Since 2000, the Conservancy has spent $7,772,507 on ISP, most of which came from various grants. In March it approved an additional $1,250,868 grant of Wildlife Conservation Board funds for treatment projects. The Conservancy also approved $949,907 to operate and manage the regionally coordinated project through spring 2008.

Native California cordgrass, Spartina foliosa, is an important component of marsh ecosystems. But the three species that were introduced to San Francisco Bay starting in the 1970s are highly invasive, spreading at a greater than exponential rate and altering the physical structure and biological composition of marshes, mudflats, and creeks. Non-native invasive spartina converts mudflats to cordgrass meadows and fills in channels and sloughs, destroying habitat for native plants and animals and disrupting marsh hydrology. One species in particular, Spartina alterniflora, hybridizes with the native Spartina foliosa, and has invaded every marsh restoration project in the south and central San Francisco Bay Estuary in the past 15 years. (See Coast & Ocean, Vol. 16, No. 2 and Vol. 19, No. 2 for more about the history and impacts of the spartina invasion.)
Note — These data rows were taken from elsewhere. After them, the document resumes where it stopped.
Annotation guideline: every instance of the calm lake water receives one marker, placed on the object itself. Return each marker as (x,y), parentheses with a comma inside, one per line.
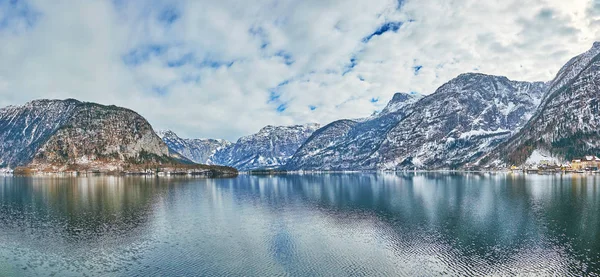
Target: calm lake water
(412,224)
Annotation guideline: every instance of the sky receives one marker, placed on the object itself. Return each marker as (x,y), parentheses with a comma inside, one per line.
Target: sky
(226,68)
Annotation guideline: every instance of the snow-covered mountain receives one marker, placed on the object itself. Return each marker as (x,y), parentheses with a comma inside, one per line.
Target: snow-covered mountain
(464,119)
(197,150)
(350,144)
(69,135)
(567,123)
(271,147)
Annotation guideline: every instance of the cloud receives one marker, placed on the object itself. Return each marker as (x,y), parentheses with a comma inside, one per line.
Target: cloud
(226,68)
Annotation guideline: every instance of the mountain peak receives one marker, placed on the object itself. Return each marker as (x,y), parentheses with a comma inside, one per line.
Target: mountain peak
(166,133)
(401,100)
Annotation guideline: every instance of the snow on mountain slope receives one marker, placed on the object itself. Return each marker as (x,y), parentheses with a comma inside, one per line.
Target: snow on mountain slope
(271,147)
(567,123)
(461,121)
(197,150)
(350,144)
(69,135)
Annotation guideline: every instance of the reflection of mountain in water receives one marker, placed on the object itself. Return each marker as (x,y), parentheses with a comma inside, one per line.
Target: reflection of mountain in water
(302,225)
(490,223)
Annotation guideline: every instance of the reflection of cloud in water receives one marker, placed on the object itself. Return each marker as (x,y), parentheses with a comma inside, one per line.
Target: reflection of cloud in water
(432,222)
(328,224)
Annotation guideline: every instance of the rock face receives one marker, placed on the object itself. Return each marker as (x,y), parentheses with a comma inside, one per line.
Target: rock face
(271,147)
(464,119)
(197,150)
(23,129)
(567,123)
(351,144)
(69,135)
(106,137)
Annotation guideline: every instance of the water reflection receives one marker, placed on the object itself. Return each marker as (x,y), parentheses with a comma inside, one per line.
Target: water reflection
(331,224)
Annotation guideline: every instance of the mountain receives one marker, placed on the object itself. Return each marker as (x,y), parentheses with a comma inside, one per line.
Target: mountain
(464,119)
(350,144)
(271,147)
(23,129)
(69,135)
(197,150)
(567,124)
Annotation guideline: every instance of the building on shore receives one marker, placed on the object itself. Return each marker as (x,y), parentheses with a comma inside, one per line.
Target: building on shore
(590,163)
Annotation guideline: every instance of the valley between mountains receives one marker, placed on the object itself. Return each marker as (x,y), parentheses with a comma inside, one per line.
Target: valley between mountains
(474,121)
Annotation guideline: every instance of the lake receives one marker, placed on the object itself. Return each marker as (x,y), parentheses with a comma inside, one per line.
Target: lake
(394,224)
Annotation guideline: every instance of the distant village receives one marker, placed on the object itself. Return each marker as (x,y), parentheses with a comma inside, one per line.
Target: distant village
(576,165)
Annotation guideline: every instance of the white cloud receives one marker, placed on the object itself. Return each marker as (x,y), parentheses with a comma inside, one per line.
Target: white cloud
(222,68)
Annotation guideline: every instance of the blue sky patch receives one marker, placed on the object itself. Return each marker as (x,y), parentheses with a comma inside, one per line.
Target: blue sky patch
(142,54)
(160,90)
(393,26)
(281,108)
(168,16)
(350,66)
(16,13)
(417,69)
(287,57)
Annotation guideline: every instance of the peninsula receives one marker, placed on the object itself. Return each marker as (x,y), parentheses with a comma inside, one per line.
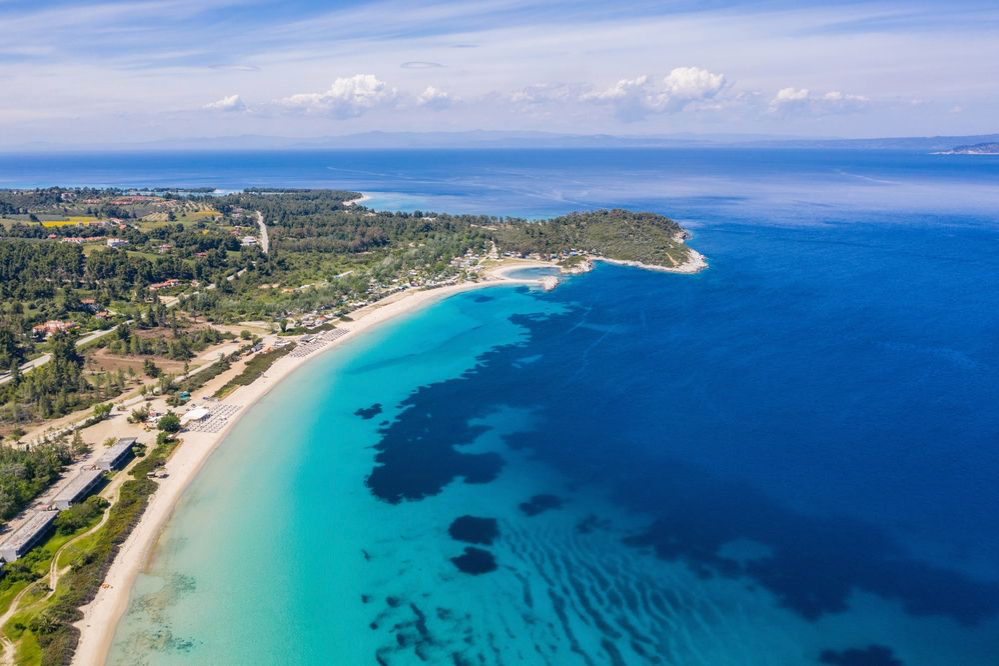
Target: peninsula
(162,315)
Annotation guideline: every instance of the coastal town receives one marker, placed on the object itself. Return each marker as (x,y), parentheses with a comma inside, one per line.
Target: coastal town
(137,327)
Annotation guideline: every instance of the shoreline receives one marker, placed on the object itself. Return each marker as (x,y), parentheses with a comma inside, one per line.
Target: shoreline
(102,615)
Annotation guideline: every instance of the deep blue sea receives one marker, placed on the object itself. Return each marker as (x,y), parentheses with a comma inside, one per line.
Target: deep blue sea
(789,458)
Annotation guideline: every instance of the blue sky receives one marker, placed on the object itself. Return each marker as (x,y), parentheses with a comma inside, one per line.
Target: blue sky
(136,70)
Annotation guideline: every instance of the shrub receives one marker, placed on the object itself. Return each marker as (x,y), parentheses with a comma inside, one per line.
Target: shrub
(169,422)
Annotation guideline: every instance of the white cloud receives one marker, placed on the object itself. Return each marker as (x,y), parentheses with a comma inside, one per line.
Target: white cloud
(543,93)
(230,103)
(683,87)
(346,98)
(801,100)
(434,98)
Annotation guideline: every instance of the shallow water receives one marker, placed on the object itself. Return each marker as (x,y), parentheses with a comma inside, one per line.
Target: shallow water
(789,458)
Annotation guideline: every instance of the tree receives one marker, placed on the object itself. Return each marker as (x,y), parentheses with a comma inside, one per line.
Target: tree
(150,368)
(102,410)
(78,446)
(169,423)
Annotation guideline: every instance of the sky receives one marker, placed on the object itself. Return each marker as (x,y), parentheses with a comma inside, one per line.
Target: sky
(146,70)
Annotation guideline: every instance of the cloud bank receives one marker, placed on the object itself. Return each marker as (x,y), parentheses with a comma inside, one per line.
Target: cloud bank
(346,98)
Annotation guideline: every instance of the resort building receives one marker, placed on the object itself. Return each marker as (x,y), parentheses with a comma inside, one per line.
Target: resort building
(51,327)
(27,535)
(77,488)
(116,455)
(196,414)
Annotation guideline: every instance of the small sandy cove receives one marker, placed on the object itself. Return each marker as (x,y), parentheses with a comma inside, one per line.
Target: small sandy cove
(100,617)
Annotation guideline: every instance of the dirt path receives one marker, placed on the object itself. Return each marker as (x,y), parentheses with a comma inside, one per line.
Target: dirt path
(110,493)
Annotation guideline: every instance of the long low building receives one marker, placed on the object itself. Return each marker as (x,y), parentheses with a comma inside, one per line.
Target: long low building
(117,454)
(77,488)
(27,535)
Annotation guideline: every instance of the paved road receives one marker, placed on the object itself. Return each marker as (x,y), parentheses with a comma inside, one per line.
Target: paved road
(265,245)
(45,358)
(265,242)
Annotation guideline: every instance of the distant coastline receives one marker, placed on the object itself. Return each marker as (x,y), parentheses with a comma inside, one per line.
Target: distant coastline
(101,616)
(987,148)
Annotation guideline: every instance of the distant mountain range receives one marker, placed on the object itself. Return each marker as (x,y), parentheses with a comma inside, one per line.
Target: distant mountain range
(988,148)
(483,139)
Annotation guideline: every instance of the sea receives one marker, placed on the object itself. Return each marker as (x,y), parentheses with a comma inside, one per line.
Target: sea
(789,458)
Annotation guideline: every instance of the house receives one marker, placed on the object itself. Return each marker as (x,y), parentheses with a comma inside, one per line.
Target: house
(51,327)
(166,284)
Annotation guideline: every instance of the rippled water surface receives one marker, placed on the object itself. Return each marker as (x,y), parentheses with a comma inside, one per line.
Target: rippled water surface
(789,458)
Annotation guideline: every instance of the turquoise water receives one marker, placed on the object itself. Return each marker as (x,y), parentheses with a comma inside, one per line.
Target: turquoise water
(787,459)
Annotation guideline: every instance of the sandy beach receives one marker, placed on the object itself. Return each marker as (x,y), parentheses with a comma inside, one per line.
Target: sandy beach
(100,617)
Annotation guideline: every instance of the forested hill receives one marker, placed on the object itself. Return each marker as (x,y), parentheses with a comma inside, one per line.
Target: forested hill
(615,234)
(151,272)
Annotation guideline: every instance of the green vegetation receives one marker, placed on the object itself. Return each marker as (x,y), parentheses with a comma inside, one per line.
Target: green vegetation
(80,515)
(169,422)
(44,631)
(26,473)
(615,234)
(155,278)
(255,367)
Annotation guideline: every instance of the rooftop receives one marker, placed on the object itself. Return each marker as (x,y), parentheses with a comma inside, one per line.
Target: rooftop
(28,529)
(77,485)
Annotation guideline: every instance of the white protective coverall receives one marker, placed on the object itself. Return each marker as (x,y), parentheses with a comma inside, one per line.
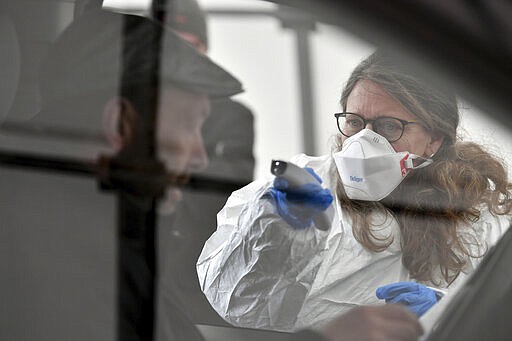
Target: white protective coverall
(259,272)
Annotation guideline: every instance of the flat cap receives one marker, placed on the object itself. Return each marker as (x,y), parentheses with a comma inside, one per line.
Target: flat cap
(86,58)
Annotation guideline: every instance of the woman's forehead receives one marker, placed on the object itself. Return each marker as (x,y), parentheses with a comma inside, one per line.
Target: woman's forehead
(371,100)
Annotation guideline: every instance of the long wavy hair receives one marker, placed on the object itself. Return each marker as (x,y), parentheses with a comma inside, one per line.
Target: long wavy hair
(432,203)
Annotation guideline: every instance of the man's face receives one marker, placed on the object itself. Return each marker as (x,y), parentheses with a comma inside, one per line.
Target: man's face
(180,144)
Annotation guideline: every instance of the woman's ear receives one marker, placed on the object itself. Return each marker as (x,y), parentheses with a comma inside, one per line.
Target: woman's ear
(118,122)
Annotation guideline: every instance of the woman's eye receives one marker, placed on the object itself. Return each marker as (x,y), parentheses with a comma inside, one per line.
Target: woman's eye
(354,123)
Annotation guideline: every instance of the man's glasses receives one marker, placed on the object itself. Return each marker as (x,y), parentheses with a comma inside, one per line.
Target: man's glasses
(390,127)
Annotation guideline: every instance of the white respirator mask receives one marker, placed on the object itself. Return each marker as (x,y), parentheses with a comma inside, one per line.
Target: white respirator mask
(370,168)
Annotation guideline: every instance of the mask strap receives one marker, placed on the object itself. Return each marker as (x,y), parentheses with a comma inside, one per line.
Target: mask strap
(410,165)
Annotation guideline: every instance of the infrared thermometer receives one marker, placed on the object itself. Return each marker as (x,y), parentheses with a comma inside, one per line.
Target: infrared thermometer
(297,176)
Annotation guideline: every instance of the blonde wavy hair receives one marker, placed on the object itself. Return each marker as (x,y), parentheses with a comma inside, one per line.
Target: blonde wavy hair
(432,202)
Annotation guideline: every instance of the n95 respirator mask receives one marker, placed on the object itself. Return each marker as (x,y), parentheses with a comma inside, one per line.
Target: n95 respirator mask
(370,168)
In the 1990s biologists began to realize the extent of the invasion, and in 2000 the Conservancy established ISP to coordinate eradication efforts among federal, state, and local agencies and organizations. In 2004, ISP partners began to apply mechanical and chemical treatment to infested acres. The following year, 1,010 acres--67 percent of the infestation at that time--were treated in just over a month. In 2006, 94 percent of the acreage estimated to be infested with spartina was treated. Early observations suggest that the 2006 effort killed 70 to 90 percent of the weed in treated areas.

Now that invasive spartina’s spread has been contained, ISP partners can focus on eradication. All remaining untreated stands--most of them in hard-to-reach areas--will be treated, and sites will be revisited as necessary.